Reportée deux fois en raison de la crise sanitaire, cette production de La traviata a d’abord été créée à Winnipeg en 2018 avec Angel Blue en Violetta, puis donnée dans plusieurs villes de l’ouest canadien avant de pouvoir enfin prendre l’affiche à Montréal. Devant l’élégance et le raffinement d’un spectacle où tous les éléments s’harmonisent parfaitement, il ne fait aucun doute que l’attente du public québécois a été amplement récompensée.
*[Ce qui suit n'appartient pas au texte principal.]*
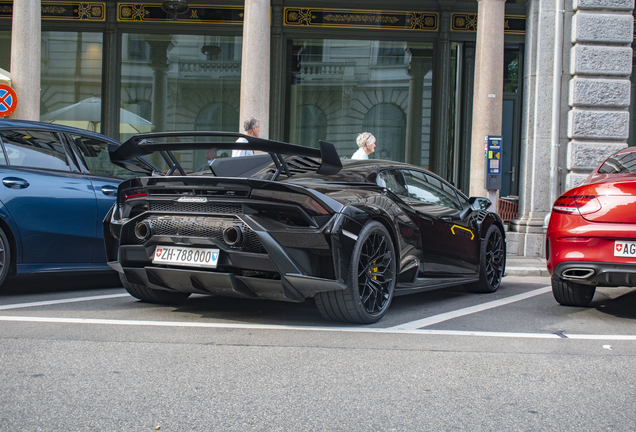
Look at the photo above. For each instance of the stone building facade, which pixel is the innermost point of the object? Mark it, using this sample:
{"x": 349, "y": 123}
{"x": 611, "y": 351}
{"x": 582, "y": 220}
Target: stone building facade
{"x": 594, "y": 113}
{"x": 321, "y": 70}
Le metteur en scène Alain Gauthier a fait le choix de déplacer l’action pendant les Années folles et de confier le rôle-titre à une chanteuse noire, en une sorte de clin d’œil à Joséphine Baker. L’héroïne semble donc faire carrière dans le music-hall, comme peuvent le suggérer pendant le prélude du premier acte sa tenue vestimentaire et sa descente majestueuse d’un escalier monumental en direction de sa loge. Là s’arrête à quelques détails près une transposition qui, sans être aucunement gênante, nous donne de surcroît l’occasion d’admirer de splendides costumes dessinés par Christina Poddubiuk. Également responsable de la scénographie, cette dernière a conçu un somptueux décor qu’elle sait transformer de façon fort habile selon les différents lieux de l’intrigue. Particulièrement heureux nous apparaît le salon chez Flora, où de riches tentures cramoisies camouflent les larges baies vitrées qu’on découvre dans les autres tableaux. D’une sobriété très juste dans les scènes d’intimité, la mise en scène d’Alain Gauthier s’avère extrêmement dynamique et inventive dans les scènes de foule, le chœur participant avec beaucoup de naturel et d’exubérance aux festivités chez Violetta d’abord, puis chez Flora.
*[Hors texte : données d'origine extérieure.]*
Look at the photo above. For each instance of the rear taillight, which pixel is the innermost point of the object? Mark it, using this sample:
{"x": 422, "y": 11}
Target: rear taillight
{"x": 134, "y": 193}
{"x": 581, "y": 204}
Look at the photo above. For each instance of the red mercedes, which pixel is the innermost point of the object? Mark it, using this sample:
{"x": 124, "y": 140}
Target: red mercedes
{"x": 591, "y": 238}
D’une beauté sculpturale, la soprano américaine Talise Trevigne campe une héroïne aux attitudes d’une grande noblesse et au chant généreux en demi-teintes ravissantes, notamment dans les duos avec Alfredo. Relativement à l’aise dans la virtuosité du premier acte, elle révèle la pleine mesure de son tempérament dramatique par la suite, malgré une certaine retenue intermittente. Il faut probablement en imputer la faute à un instrument délicat et au volume sonore réduit qui ne peut rendre tout à fait justice aux passages les plus exposés comme dans « Amami, Alfredo » et le grand concertato du troisième tableau. Remplaçant à quelques jours d’avis Rame Lahaj, Antoine Bélanger fait preuve d’un professionnalisme remarquable. Il ne possède certes pas le timbre le plus envoûtant ni une gamme très étendue de couleurs vocales, mais son Alfredo force le respect par sa probité musicale. L’acteur manque cependant de flamme et l’on aimerait sentir davantage la passion amoureuse, entre autres au moment des retrouvailles où les deux amants sont bien peu démonstratifs. Plus convaincant qu’en Rigoletto, dans cette même salle Wilfrid-Pelletier en 2018, James Westman fait entendre en Germont une voix sonore et bien timbrée, mais à l’homogénéité laissant à désirer. Il n’en impose pas moins un personnage tour à tour autoritaire, compatissant et enfin dévoré par les remords. Parmi les comprimari, la Flora d’Ilanna Starr et le marquis d’Obigny de Geoffrey Schellenberg font preuve d’un bel abattage scénique et vocal. En excellente forme, le chœur prend un plaisir manifeste à jouer les gitanes et les matadors. À la tête de l’Orchestre Métropolitain, Jordan de Souza met bien en valeur les subtilités de la partition et sait faire chanter les cordes avec un lyrisme déchirant, mais sa direction, par moments languissante, manque un peu de tonus. Cela dit, cette traviata constitue assurément une des plus belles réussites des dernières saisons de l’Opéra de Montréal.